The $5,000 grant was made possible by the Texas Bar Foundation to a project called "Closing the Gap for Kids in Foster Care."

MCLENNAN COUNTY, Texas — CASA of McLennan County is celebrating a $5,000 grant they received from the Texas Bar Foundation which will help the Waco non-profit recruit more diverse volunteers for the children and families they serve.

The project that was funded, "Closing the Gap for Kids in Foster Care" specifically targets African-American, Hispanic/Bilingual, Male and LGBTQ volunteers.

"This grant allows is to focus in on some of these specific populations with different life experiences and that can really allow us to, kind of, target those areas and add to or boost up our overall recruitment efforts," said Anna Futral, the Executive Director of CASA of McLennan County.

A 2018 report from the Texas department of family and protective services shows African-American children make up 33% of the children CASA serves but only seven percent of their volunteers are African-American themselves.

Also, 18% of the children CASA serves are Hispanic, while just eight percent of their volunteers are Hispanic.

"The primary language is often Spanish for the caregiver, family of origin, or other family in many cases. This can create additional barriers and difficulties for the work that CASA does,"  said Lucas Land, the CASA Director of Communications & Development. "Clear communication is essential to help the stakeholders in any case understand what is happening."

According to a press release obtained by 6 News from CASA of McLennan County, 52% of the children CASA serves are male, only 19% of the volunteers are male. Often, children in foster care do not have a reliable father figure or positive male role model in their lives. 

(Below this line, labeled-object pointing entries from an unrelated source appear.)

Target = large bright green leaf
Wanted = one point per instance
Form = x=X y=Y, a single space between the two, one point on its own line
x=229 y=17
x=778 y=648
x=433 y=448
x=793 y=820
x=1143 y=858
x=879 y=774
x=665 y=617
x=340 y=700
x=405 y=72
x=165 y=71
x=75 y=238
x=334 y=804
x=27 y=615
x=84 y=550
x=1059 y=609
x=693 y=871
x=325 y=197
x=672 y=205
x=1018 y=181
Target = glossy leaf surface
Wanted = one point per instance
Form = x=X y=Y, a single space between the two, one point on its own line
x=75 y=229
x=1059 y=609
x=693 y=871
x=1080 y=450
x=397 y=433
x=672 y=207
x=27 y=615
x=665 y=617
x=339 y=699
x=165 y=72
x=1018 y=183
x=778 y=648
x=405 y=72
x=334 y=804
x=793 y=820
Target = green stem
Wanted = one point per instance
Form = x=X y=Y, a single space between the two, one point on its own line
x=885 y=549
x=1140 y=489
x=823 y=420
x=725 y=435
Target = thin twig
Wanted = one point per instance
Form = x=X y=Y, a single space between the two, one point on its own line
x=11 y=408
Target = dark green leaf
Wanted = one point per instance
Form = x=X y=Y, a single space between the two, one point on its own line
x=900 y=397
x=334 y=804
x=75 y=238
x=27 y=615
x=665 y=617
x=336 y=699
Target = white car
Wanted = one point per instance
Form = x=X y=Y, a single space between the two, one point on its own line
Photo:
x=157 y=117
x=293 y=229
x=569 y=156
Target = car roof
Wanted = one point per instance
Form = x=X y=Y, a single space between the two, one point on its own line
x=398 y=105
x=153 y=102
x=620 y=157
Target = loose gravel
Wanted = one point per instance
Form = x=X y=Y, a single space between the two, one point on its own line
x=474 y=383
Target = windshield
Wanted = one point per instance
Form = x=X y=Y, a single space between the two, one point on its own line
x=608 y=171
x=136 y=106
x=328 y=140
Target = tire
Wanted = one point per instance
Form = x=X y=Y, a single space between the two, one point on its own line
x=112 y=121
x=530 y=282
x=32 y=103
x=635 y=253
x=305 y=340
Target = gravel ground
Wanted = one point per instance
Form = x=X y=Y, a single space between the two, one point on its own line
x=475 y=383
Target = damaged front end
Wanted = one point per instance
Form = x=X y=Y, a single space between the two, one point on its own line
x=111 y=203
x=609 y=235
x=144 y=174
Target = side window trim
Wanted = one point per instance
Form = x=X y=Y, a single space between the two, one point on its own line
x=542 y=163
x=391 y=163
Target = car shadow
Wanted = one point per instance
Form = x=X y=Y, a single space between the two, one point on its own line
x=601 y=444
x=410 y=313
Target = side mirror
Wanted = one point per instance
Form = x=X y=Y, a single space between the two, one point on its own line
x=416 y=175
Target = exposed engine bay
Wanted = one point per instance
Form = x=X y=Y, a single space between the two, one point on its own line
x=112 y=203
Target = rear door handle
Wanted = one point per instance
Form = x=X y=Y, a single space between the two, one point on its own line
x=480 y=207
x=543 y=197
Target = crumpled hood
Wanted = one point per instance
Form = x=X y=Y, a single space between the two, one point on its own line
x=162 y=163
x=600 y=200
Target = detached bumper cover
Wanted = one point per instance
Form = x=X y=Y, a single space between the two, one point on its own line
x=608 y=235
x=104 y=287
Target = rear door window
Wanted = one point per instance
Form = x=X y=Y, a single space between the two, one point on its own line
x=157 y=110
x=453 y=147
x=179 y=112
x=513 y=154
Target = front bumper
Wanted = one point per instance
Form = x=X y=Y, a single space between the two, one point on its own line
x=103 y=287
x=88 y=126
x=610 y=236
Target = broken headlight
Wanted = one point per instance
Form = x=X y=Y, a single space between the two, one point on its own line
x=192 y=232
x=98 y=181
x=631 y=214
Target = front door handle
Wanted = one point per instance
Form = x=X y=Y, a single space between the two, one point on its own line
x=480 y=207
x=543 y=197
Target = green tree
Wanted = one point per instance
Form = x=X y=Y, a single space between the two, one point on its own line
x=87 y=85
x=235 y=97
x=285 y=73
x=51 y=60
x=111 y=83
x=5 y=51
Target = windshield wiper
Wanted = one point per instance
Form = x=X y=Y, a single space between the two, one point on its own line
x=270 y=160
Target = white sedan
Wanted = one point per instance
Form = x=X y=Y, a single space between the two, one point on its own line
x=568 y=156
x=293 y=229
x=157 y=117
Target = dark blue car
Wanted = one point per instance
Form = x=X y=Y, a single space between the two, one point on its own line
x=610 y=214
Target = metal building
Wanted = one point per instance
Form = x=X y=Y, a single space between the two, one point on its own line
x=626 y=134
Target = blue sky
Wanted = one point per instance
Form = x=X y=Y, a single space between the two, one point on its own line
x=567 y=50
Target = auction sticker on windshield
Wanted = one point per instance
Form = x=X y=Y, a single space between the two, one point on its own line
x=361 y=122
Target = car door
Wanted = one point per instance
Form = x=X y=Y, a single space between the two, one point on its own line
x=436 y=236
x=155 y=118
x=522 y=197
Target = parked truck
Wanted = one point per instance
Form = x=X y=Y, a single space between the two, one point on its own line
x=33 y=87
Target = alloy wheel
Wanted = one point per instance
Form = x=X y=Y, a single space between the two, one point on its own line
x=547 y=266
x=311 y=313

"Children with a consistent, positive male influence in their life have a better physical well-being, possess higher competency for relating with others, demonstrate greater ability to take initiative, better evidence of self-control, achieve more academically, and are more likely to abstain from using drugs," Land said in the press release.

The concern for LGBTQ+ youth is also high because they are more likely than their peers to end up in the foster care system, according to CASA. Nationally, studies estimate LGBTQ+ youth make up nearly 23% of children in foster care and in Texas, CASA said there is around 11,900 LGBTQ+ youth living in foster care.

"Statistically, 30% of LGBTQ youth reported physical violence by their family members after disclosing their sexual orientation or gender identity, and according to one study, 39% of LGBTQ youth in care had been forced to leave their home because of their identities," Land said.

Futral called this a pivotal time across the board for youth in McLennan County.

"We always hope that we can match up volunteers, our CASA advocates, with children based on gender or race or lifetime experience," Futral said. "It already helps these kids that are thrown into a chaotic time of being removed from their homes."